J. Michael Straczynski, who created the original early-1990’s series about the aliens and crew on a bustling space station, is putting together the plan for the reboot right now. To that end, he’s taken to Twitter to politely remind fans he’s already had to start blocking folks because they’re pitching him unsolicited ideas for the reboot. The move is pretty standard among creatives, as unsolicited pitches can create a liability (since if they ended up using an idea randomly pitched to him on social media, even by accident, there could be grounds for a legal claim).
So, the safest move is to block those accounts to not risk even accidentally seeing one.
Here’s how Straczynski explained it:
We already know the project will aim to update and recapture the ambition of the original series, which paved the way with season-long narrative arcs and was never afraid to shake-up its status quo and reinvent itself year-to-year.

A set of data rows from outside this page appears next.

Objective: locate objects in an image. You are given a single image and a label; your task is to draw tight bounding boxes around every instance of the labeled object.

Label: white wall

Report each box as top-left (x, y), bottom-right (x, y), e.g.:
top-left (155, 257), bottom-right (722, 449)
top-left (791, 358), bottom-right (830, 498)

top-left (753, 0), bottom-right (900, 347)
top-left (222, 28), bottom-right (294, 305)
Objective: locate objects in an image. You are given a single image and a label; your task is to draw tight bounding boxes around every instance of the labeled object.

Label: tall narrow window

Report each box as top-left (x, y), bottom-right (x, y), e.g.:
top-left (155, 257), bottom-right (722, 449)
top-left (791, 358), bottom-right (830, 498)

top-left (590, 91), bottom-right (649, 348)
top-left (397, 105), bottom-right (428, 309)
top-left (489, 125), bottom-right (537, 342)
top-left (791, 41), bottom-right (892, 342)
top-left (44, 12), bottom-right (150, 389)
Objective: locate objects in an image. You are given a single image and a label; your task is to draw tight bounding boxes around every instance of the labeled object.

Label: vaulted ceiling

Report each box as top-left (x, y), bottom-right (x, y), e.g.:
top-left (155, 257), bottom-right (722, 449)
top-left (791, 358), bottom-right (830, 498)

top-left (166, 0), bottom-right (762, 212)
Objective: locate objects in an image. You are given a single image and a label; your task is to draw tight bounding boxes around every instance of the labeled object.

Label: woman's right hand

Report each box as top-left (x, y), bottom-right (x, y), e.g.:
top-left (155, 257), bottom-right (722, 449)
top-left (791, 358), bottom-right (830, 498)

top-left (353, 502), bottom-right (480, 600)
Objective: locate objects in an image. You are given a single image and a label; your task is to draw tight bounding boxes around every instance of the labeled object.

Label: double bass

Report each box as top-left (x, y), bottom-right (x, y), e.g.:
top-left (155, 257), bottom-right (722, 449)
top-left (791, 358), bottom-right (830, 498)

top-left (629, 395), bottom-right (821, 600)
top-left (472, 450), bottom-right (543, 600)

Straczynski himself has called it a “reboot from the ground up,” as opposed to some type of continuation of the original series.
"In the years since B5, I’ve done a ton of other TV shows and movies, adding an equal number of tools to my toolbox, all of which I can bring to bear on one singular question: If I were creating Babylon 5 today, for the first time, knowing what I now know as a writer, what would it look like?,” Straczynski explained when news of the project broke. “How would it use all the storytelling tools and technological resources available in 2021 that were not on hand then? How can it be used to reflect the world in which we live, and the questions we are asking and confronting every day?”
As far as a timeline, there’s no word on if the project will make it out of the development phase and actually score a full season pick-up. Fans are excited and have plenty of ideas, of course, but it’s all still too early. But Straczynski did offer up some general information on how long the process typically takes, noting they will likely finalize the script over the next couple of months and could potentially shoot a pilot around March 2022.